DataSheet_1_Biologically Active α-Amino Amide Analogs and γδ T Cells—A Unique Anticancer Approach for Leukemia.pdf

Advanced stage cancers are aggressive and difficult to treat with mono-therapeutics, substantially decreasing patient survival rates. Hence, there is an urgent need to develop unique therapeutic approaches to treat cancer with superior potency and efficacy. This study investigates a new approach to develop a potent combinational therapy to treat advanced stage leukemia. Biologically active α-amino amide analogs (RS)-N-(2-(cyclohexylamino)-2-oxo-1-phenylethyl)-N-phenylpropiolamide (α-AAA-A) and (RS)-N-(2-(cyclohexylamino)-2-oxo-1-phenylethyl)-N-phenylbut2-enamide (α-AAA-B) were synthesized using linear Ugi multicomponent reaction. Cytotoxicities and IC50 values of α-AAA-A and α-AAA-B against leukemia cancer cell lines (HL-60 and K562) were analyzed though MTT assay. Cytotoxic assay analyzed percent killing of leukemia cell lines due to the effect of γδ T cells alone or in combination with α-AAA-A or α-AAA-B. Synthesized biologically active molecule α-AAA-A exhibited increased cytotoxicity of HL-60 (54%) and K562 (44%) compared with α-AAA-B (44% and 36% respectively). Similarly, α-AAA-A showed low IC50 values for HL-60 (1.61 ± 0.11 μM) and K562 (3.01 ± 0.14 μM) compared to α-AAA-B (3.12 ± 0.15 μM and 6.21 ± 0.17 μM respectively). Additive effect of amide analogs and γδ T cells showed significantly high leukemia cancer cell killing as compared to γδ T cells alone. A unique combinational therapy with γδ T cells and biologically active anti-cancer molecules (α-AAA-A/B), concomitantly may be a promising cancer therapy.

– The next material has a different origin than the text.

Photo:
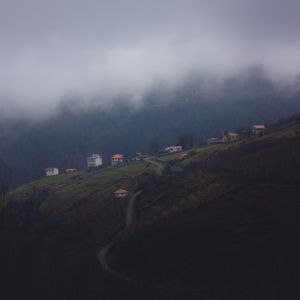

晚期癌症侵袭性强，单药疗法（mono-therapeutics）难以实现有效治疗，会大幅降低患者生存率。因此，亟需开发兼具更高效价与疗效的独特治疗策略。本研究探索了一种新型强效联合疗法（combinational therapy）用于治疗晚期白血病。本研究通过线性Ugi多组分反应（Ugi multicomponent reaction）合成了两种生物活性α-酰胺类似物（α-amino amide analogs）：(RS)-N-(2-(环己基氨基)-2-氧代-1-苯乙基)-N-苯基丙炔酰胺（α-AAA-A）与(RS)-N-(2-(环己基氨基)-2-氧代-1-苯乙基)-N-苯基丁-2-烯酰胺（α-AAA-B）。采用MTT法（MTT assay）分析了α-AAA-A与α-AAA-B对白血病细胞系HL-60及K562的细胞毒性及半抑制浓度（IC50）。此外，本研究还通过细胞毒性实验，探究了单独使用γδ T细胞（γδ T cells），或联合α-AAA-A/α-AAA-B时，对白血病细胞系的杀伤百分比。实验结果显示，相较于α-AAA-B（对HL-60与K562的杀伤率分别为44%与36%），α-AAA-A对两种细胞系的杀伤效果更优，分别可达54%与44%。同样，α-AAA-B对HL-60的半抑制浓度为3.12±0.15 μM，对K562为6.21±0.17 μM；而α-AAA-A的半抑制浓度更低，分别为1.61±0.11 μM与3.01±0.14 μM。进一步分析发现，α-酰胺类似物与γδ T细胞的相加效应，可显著提升白血病癌细胞的杀伤效果，优于单独使用γδ T细胞的治疗效果。综上，γδ T细胞与抗癌活性分子α-AAA-A/B联合使用的独特治疗策略，有望成为极具前景的癌症治疗方案。